Perhaps there’s a fine line between striving for gold and being pleased with a less-than-perfect performance. Understandably in the marketplace and the arena, it’s an important and good goal to be at the top of one’s “game.” Trying to be the best leads to greater things. However, the wise businessperson will take a serious look at the “cost of doing business.” Is the investment of money, time, and effort worth it? In sports, the investment is paid in the currency of energy, personal sacrifice, lost sleep, and the thousands of dollars these athletes spend starting in their youth. Yet even with that astounding output, while hopes run high, there are no guarantees that the rewards will match the effort. Thus, the disappointment when lifetime goals aren’t achieved.
Medaling in Life
In the marketplace/workplace, the desire for achievement drives many. The reward comes typically financially, but hopefully also in the satisfaction of a job well-done or enjoyed. However, day-to-day we’re not working for or promised a trophy. Maybe that’s what retirement is?! Life is more than work, and in particular, our lives are converted from monochrome to color by relationships. The relationship economy is much different than the marketplace, therefore, necessitating a different approach and certainly many different methods of assessment. Our physical bodies, emotions, and relationships never change for the good quickly. In contrast, all those areas can go bad quickly, but building them in a healthy manner requires substantially more time and energy. There are no reliable, quick remedies for soured connections.
The measurement of success must, therefore, be different also. As I’ve written elsewhere, relationships should not take on the transactional nature inherent in business dealings. We are not products after all. Competition within the relationship never leads to a podium since no podium exists. Winning an argument with your partner or family member results in no medal that’s worth showing, just wounds that are wider and deeper, and requiring of healing.
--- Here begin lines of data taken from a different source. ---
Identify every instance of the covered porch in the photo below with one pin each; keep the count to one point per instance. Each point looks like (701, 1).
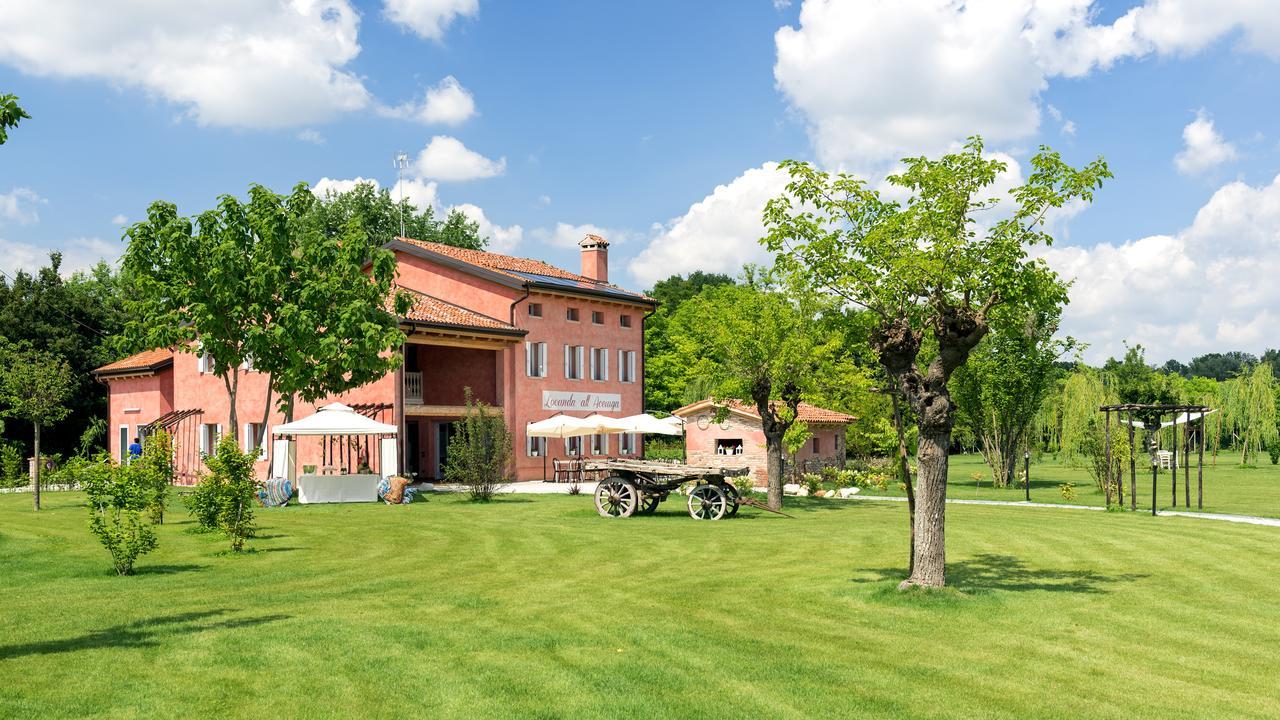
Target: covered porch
(442, 360)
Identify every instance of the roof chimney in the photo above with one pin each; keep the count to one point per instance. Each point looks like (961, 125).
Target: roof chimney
(595, 258)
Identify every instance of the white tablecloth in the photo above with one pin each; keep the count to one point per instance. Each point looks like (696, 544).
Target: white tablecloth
(338, 488)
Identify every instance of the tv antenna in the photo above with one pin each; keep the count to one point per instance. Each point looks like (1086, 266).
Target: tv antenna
(401, 163)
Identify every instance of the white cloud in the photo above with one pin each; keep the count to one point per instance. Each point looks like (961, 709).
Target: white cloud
(501, 238)
(324, 186)
(566, 235)
(718, 233)
(447, 103)
(240, 63)
(311, 136)
(423, 195)
(1208, 287)
(1203, 147)
(447, 159)
(937, 71)
(21, 205)
(429, 18)
(78, 254)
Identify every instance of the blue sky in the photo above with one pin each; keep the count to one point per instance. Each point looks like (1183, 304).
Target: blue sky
(657, 124)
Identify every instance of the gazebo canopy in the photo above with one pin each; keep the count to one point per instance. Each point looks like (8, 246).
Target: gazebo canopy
(336, 419)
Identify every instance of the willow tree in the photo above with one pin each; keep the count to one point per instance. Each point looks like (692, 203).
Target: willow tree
(927, 267)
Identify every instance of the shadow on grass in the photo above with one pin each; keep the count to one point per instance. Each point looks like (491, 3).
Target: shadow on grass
(141, 633)
(165, 569)
(990, 572)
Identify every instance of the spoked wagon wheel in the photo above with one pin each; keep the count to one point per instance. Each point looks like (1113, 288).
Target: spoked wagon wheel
(616, 497)
(734, 500)
(707, 502)
(648, 504)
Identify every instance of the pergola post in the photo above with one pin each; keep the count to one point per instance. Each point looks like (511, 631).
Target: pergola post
(1107, 490)
(1200, 468)
(1173, 465)
(1133, 469)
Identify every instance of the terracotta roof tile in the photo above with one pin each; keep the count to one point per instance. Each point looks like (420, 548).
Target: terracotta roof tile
(807, 413)
(428, 309)
(512, 267)
(138, 361)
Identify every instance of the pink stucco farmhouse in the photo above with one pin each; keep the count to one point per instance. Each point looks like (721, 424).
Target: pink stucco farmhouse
(526, 337)
(735, 438)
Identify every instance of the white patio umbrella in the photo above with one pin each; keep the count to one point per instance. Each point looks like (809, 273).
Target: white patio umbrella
(648, 424)
(609, 425)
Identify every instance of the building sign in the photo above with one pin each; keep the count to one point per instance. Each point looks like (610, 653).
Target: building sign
(581, 401)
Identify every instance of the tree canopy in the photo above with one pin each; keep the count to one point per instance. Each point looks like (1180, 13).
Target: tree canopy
(931, 264)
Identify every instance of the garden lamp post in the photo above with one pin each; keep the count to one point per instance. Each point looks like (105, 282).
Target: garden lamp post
(1027, 474)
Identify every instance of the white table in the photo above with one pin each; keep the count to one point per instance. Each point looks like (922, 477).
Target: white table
(338, 488)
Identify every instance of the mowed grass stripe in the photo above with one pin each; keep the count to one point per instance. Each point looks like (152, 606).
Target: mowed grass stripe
(536, 607)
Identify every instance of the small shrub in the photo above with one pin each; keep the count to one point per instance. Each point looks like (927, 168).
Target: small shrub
(117, 497)
(1068, 491)
(236, 490)
(479, 451)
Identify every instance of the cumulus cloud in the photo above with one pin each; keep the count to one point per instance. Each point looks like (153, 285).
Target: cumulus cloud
(1210, 286)
(449, 160)
(1203, 147)
(446, 103)
(935, 71)
(238, 63)
(501, 238)
(311, 136)
(324, 186)
(78, 254)
(21, 205)
(718, 233)
(429, 18)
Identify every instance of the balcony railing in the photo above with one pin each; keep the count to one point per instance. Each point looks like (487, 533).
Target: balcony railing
(414, 387)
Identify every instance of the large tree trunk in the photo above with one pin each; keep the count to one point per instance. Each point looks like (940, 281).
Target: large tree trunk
(35, 475)
(906, 478)
(773, 452)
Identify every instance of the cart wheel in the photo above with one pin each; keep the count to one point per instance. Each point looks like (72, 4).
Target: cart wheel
(735, 500)
(648, 504)
(707, 502)
(616, 497)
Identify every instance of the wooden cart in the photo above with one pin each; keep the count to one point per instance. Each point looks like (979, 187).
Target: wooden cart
(635, 487)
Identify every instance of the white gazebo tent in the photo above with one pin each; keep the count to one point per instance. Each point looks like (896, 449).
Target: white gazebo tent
(330, 420)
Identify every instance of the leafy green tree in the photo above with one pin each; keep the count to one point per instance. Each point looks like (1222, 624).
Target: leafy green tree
(156, 466)
(479, 451)
(668, 382)
(35, 386)
(74, 318)
(10, 114)
(378, 215)
(757, 346)
(927, 265)
(1000, 391)
(118, 495)
(232, 474)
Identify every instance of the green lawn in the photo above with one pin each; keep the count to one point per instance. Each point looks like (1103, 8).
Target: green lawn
(1228, 487)
(533, 606)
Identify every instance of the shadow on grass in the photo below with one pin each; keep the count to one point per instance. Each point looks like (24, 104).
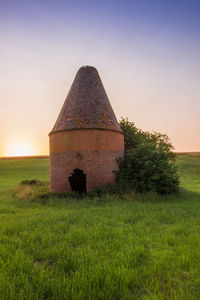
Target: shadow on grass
(36, 191)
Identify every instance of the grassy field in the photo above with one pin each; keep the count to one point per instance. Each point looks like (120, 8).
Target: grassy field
(135, 247)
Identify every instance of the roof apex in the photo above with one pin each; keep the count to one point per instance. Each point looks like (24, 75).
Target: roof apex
(86, 105)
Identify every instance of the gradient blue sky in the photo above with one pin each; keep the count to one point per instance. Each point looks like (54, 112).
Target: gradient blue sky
(147, 54)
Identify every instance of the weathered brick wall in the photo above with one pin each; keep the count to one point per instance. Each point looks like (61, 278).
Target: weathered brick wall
(92, 150)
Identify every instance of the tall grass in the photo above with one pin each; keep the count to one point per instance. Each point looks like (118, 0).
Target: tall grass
(120, 247)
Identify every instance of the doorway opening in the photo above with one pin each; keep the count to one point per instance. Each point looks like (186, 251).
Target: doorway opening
(77, 181)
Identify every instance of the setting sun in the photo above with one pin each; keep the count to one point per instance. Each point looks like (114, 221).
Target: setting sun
(19, 149)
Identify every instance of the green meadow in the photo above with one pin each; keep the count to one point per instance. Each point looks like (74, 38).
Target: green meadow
(112, 247)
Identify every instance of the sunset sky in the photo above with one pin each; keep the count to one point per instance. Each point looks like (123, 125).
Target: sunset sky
(147, 54)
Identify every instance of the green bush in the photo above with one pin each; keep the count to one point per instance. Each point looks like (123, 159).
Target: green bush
(148, 164)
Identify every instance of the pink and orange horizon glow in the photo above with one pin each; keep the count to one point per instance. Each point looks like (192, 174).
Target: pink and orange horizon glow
(147, 54)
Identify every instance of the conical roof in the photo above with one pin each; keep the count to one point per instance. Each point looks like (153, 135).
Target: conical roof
(86, 105)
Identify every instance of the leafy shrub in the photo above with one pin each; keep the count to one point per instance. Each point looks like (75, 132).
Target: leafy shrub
(148, 164)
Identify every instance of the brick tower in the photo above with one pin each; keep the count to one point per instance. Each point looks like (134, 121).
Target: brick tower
(86, 138)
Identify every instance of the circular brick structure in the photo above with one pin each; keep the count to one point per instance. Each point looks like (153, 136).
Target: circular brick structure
(86, 139)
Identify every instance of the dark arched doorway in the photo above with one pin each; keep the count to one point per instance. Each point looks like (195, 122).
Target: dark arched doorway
(78, 181)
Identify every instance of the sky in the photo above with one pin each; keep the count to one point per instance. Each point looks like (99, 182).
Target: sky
(147, 53)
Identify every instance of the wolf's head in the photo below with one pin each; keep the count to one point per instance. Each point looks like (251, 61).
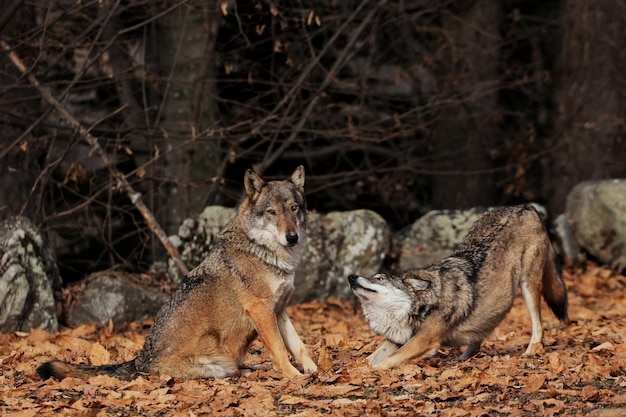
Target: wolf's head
(276, 209)
(388, 303)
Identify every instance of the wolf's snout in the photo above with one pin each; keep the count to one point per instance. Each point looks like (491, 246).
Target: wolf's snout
(292, 239)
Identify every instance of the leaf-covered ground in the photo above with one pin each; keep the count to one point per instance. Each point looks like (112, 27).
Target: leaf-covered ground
(581, 373)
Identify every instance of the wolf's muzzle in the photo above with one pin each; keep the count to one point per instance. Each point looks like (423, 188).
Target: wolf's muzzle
(292, 239)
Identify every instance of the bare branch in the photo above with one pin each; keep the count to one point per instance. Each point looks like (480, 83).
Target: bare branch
(122, 182)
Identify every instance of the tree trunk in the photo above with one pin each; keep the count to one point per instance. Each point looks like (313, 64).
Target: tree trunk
(465, 131)
(591, 98)
(185, 48)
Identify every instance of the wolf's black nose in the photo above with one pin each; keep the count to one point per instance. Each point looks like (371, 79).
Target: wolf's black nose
(292, 238)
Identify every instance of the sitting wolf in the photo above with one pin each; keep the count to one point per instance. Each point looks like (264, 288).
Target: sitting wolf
(240, 290)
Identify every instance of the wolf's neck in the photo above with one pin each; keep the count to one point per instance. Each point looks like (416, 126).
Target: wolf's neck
(285, 259)
(275, 255)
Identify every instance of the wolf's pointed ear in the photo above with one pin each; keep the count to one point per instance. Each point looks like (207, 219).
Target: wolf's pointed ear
(298, 177)
(418, 284)
(253, 184)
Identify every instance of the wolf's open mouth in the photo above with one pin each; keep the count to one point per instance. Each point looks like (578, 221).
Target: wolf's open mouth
(356, 286)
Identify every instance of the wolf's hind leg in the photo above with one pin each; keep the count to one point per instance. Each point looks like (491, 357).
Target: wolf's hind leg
(216, 366)
(470, 351)
(532, 297)
(385, 349)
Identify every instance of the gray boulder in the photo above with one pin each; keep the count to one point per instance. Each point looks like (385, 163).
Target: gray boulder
(195, 236)
(596, 211)
(29, 278)
(338, 244)
(115, 296)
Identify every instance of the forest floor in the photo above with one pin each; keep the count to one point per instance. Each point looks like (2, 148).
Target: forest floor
(581, 373)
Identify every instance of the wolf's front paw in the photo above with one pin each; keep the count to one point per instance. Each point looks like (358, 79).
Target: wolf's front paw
(309, 366)
(291, 372)
(534, 349)
(382, 365)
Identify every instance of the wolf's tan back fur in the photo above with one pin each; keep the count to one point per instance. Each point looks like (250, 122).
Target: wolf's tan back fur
(461, 299)
(239, 290)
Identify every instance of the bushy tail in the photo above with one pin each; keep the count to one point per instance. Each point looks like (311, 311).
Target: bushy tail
(554, 291)
(60, 370)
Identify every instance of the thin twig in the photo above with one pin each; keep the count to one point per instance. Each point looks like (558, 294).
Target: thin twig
(122, 182)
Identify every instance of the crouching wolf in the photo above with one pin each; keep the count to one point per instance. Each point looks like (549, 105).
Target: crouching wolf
(461, 299)
(240, 290)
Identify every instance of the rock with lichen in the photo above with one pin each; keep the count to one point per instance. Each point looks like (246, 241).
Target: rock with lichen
(29, 278)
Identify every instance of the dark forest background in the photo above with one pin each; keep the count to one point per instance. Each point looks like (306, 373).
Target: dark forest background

The trophy is harmony, confidence and trust achieved only through the hard work of humility and service practiced daily and over a long period. No quick fixes, no easy rewards. Some days we come in last – harsh words exchanged, lies exposed, failure to follow through as promised. It’s usually when we’re short-sighted, not considering the long-term ramifications of our choices. Other days we grab the gold by expressing love and care through pursuing what is for the good of our friend or partner and that ultimately ends up being “our” good.
Medalists in life will tell you that it takes years of practice and much sacrifice. Sweet is the reward, even if you can’t hang it around your neck.